Energean Oil & Gas plans to build its own production system in eastern Mediterranean at a cost of up to 1.5 billion euros for the development of two off shore Israeli gas fields, Mathios Rigas, chief executive of the company said.
In comments made to Reuters news agency, Rigas said that Energean Oil & Gas, the only oil production company in Greece, was seeking to find a financial partner to develop the natural gas fields in Tanin and Karish, located around 100 km off the shores of Israel, with an expected capacity of 2.4 trillion cubic feet.

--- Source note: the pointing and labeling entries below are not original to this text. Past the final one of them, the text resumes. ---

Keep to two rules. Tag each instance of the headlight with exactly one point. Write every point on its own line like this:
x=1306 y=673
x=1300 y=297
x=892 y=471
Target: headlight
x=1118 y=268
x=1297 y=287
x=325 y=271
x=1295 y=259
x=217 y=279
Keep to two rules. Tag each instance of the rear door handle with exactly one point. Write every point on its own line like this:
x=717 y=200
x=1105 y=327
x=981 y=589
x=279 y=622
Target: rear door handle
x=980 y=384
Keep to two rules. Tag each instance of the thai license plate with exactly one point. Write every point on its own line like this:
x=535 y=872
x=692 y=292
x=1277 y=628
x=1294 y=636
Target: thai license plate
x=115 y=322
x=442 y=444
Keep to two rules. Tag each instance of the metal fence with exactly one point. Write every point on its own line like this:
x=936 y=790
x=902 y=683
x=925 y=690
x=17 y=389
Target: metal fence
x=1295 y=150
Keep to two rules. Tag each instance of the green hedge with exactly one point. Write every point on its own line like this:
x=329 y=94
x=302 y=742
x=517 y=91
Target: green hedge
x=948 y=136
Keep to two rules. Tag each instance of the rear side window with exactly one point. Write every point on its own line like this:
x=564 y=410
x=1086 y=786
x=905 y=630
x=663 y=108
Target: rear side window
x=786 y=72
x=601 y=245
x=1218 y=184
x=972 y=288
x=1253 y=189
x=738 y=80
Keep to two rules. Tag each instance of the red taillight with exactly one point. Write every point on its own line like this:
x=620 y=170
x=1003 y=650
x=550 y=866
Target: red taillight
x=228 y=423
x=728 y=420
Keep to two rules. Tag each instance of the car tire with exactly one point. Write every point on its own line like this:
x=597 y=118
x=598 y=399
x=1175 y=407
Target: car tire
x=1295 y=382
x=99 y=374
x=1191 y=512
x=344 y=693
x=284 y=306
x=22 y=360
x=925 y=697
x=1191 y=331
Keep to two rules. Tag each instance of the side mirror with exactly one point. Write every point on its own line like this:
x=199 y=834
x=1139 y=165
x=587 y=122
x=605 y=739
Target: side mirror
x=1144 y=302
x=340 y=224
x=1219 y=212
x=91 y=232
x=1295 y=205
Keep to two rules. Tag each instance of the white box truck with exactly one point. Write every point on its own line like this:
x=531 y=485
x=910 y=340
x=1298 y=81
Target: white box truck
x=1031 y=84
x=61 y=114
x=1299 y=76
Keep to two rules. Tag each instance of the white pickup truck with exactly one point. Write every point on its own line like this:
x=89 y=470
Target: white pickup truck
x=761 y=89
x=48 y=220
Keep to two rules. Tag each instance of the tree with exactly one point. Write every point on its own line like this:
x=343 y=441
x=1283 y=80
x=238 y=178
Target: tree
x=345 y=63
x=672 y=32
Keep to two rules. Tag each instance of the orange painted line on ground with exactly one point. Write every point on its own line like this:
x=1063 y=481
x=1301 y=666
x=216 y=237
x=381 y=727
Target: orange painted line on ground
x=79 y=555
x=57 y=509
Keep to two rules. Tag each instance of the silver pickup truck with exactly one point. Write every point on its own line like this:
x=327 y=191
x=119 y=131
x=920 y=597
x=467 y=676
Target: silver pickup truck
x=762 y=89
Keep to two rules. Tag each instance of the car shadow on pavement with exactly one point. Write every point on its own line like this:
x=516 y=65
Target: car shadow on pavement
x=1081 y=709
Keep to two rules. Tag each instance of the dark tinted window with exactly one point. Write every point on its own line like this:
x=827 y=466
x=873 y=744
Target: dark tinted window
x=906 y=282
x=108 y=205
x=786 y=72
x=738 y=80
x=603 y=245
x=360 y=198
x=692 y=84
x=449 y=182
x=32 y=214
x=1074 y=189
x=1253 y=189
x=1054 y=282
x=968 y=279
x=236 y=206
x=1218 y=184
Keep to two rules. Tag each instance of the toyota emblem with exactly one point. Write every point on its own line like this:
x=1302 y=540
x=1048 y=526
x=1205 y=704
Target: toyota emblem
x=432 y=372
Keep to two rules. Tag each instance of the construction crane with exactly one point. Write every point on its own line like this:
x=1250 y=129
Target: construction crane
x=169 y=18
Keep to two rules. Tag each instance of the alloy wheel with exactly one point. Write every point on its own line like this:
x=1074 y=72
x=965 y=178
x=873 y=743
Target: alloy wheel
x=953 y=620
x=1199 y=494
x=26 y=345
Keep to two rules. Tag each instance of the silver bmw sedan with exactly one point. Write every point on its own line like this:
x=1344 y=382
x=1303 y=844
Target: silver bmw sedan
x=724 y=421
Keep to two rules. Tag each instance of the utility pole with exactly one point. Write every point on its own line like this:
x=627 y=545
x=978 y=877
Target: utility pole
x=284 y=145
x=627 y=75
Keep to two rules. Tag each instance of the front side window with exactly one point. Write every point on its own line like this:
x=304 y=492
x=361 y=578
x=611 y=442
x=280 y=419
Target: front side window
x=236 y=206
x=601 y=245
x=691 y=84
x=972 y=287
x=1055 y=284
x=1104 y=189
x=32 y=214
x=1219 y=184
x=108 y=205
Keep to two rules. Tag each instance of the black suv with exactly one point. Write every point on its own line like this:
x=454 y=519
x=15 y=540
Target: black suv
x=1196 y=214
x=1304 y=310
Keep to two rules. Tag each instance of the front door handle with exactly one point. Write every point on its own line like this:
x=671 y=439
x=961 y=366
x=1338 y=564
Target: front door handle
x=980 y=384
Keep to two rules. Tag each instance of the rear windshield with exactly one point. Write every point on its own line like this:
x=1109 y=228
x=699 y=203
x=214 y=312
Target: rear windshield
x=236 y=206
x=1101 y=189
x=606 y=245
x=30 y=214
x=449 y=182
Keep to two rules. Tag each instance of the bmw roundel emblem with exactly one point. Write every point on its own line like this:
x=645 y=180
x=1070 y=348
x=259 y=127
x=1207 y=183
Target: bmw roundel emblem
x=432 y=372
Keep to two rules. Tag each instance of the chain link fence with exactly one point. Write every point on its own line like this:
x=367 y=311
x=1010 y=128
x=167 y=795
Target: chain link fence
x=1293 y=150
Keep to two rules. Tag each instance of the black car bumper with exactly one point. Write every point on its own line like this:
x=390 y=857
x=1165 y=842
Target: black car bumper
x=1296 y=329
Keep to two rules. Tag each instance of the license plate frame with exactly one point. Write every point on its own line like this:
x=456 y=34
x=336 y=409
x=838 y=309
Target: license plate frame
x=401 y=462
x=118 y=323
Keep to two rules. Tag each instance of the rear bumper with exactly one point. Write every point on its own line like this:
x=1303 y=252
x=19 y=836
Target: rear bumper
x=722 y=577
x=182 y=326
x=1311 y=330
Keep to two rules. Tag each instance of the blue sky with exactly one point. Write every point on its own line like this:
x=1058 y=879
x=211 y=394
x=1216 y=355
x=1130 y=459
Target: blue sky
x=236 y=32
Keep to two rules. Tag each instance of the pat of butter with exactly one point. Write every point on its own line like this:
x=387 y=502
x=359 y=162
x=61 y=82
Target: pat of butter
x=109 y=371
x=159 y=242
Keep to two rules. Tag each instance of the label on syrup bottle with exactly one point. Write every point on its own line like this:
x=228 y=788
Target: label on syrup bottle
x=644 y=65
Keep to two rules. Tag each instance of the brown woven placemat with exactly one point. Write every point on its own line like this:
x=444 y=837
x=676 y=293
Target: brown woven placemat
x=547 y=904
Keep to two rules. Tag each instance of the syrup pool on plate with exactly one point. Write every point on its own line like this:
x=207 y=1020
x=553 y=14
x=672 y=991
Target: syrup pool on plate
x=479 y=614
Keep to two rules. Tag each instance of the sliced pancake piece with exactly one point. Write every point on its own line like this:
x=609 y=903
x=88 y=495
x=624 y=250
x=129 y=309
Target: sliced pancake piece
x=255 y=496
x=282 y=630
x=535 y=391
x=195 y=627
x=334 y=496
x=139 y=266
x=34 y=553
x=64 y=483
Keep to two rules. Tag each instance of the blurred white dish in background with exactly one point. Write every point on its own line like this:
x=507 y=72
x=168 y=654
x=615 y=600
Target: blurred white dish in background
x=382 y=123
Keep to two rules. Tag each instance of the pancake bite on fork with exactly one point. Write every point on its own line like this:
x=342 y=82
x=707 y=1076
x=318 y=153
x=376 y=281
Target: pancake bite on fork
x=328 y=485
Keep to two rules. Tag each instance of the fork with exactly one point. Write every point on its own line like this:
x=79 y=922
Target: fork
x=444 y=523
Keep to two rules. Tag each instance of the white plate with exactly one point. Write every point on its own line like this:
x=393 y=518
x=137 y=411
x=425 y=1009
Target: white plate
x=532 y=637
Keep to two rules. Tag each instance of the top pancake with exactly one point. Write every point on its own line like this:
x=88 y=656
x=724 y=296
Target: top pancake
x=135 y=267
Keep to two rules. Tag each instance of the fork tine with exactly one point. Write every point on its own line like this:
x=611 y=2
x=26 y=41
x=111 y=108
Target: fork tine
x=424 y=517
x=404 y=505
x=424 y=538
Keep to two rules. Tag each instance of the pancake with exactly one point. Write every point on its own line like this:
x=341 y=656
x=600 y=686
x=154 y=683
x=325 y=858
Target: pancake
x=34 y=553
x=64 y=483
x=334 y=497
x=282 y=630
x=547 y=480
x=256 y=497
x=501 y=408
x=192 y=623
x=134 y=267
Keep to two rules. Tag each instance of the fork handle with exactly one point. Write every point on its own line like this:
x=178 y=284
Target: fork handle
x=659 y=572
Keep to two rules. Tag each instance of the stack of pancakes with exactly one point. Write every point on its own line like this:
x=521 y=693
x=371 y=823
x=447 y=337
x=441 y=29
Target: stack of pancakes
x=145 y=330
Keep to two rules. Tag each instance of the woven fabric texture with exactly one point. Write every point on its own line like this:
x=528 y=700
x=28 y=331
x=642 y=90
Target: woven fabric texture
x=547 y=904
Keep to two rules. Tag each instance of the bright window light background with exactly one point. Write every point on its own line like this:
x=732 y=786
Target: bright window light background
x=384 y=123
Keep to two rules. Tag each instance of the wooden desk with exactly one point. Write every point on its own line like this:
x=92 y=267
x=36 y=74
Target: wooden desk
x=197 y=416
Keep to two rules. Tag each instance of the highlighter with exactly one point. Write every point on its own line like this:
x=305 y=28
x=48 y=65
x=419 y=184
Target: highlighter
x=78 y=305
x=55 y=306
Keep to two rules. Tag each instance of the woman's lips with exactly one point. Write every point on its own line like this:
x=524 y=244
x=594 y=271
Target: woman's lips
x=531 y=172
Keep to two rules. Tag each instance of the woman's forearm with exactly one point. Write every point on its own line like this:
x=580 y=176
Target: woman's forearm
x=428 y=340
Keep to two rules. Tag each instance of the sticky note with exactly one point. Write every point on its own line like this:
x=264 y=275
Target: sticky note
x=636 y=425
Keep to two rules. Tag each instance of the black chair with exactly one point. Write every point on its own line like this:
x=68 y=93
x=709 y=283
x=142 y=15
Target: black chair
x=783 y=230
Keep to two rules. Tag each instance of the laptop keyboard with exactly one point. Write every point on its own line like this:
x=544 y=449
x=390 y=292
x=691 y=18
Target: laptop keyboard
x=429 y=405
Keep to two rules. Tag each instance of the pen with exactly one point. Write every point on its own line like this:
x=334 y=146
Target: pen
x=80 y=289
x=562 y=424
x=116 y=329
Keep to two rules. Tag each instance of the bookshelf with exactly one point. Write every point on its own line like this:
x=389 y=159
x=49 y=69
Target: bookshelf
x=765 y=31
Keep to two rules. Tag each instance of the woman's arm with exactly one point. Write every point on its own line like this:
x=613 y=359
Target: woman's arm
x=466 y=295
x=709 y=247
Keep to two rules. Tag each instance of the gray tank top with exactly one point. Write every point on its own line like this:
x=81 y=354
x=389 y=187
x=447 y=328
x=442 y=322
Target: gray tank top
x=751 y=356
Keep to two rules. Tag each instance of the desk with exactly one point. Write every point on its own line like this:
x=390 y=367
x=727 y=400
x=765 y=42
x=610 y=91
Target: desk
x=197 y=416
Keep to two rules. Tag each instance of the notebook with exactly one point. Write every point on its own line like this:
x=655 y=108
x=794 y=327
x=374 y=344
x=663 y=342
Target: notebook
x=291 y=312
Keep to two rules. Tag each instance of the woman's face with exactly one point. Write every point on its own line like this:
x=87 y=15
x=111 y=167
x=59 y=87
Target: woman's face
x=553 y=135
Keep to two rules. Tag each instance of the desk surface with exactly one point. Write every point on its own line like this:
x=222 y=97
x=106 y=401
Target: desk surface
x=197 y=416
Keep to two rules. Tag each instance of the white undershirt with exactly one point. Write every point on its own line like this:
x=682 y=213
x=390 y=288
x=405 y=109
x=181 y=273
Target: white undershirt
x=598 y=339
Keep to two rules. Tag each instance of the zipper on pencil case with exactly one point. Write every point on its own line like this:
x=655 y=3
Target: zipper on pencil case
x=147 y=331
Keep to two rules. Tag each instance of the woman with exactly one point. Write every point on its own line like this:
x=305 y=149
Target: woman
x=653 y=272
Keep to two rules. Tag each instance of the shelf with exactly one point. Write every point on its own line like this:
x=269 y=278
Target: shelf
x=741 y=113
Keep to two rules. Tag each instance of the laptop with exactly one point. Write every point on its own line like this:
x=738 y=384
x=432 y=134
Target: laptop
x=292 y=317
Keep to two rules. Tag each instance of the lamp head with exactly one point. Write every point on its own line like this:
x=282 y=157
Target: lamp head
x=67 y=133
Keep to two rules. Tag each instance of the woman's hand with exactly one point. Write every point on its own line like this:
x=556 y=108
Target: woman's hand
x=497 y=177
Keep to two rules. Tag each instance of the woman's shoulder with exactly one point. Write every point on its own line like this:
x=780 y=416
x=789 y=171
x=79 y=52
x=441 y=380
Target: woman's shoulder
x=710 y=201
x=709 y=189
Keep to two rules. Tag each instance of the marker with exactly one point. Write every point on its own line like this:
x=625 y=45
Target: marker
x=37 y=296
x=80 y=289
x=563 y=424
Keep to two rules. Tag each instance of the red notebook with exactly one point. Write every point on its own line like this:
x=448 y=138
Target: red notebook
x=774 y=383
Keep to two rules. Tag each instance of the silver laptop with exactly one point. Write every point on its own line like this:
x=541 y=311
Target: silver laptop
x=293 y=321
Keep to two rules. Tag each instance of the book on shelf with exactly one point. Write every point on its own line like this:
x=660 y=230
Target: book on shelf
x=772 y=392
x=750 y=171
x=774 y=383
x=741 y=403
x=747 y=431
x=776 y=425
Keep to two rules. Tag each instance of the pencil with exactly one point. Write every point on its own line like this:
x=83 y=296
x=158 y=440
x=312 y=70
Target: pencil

Energean acquired the two fields for 148 million US dollars last August from Delek Group and Noble Energy, two companies exploiting two larger natural gas fields nearby and were asked by Israeli authorities to sell other fields in an effort to boost competition in the sector.
Energean plans to lease its own FPSO vessel and to build a new pipeline to Israel. “We will be a fully independent system,” Rigas told Reuters, adding that domestic and international banks will help to find the 1.3-1.5 billion US dollars needed for the investment.
Israeli authorities are expected to approve the plan and Energean needs to safeguard contracts for the sale of 3.0 billion cubic meters of natural gas per year, before a final investment decision would be taken in December, Rigas said. He added that the Israeli fields are the biggest assets of Energean. Rigas expects natural gas production in the fields to begin in 2020.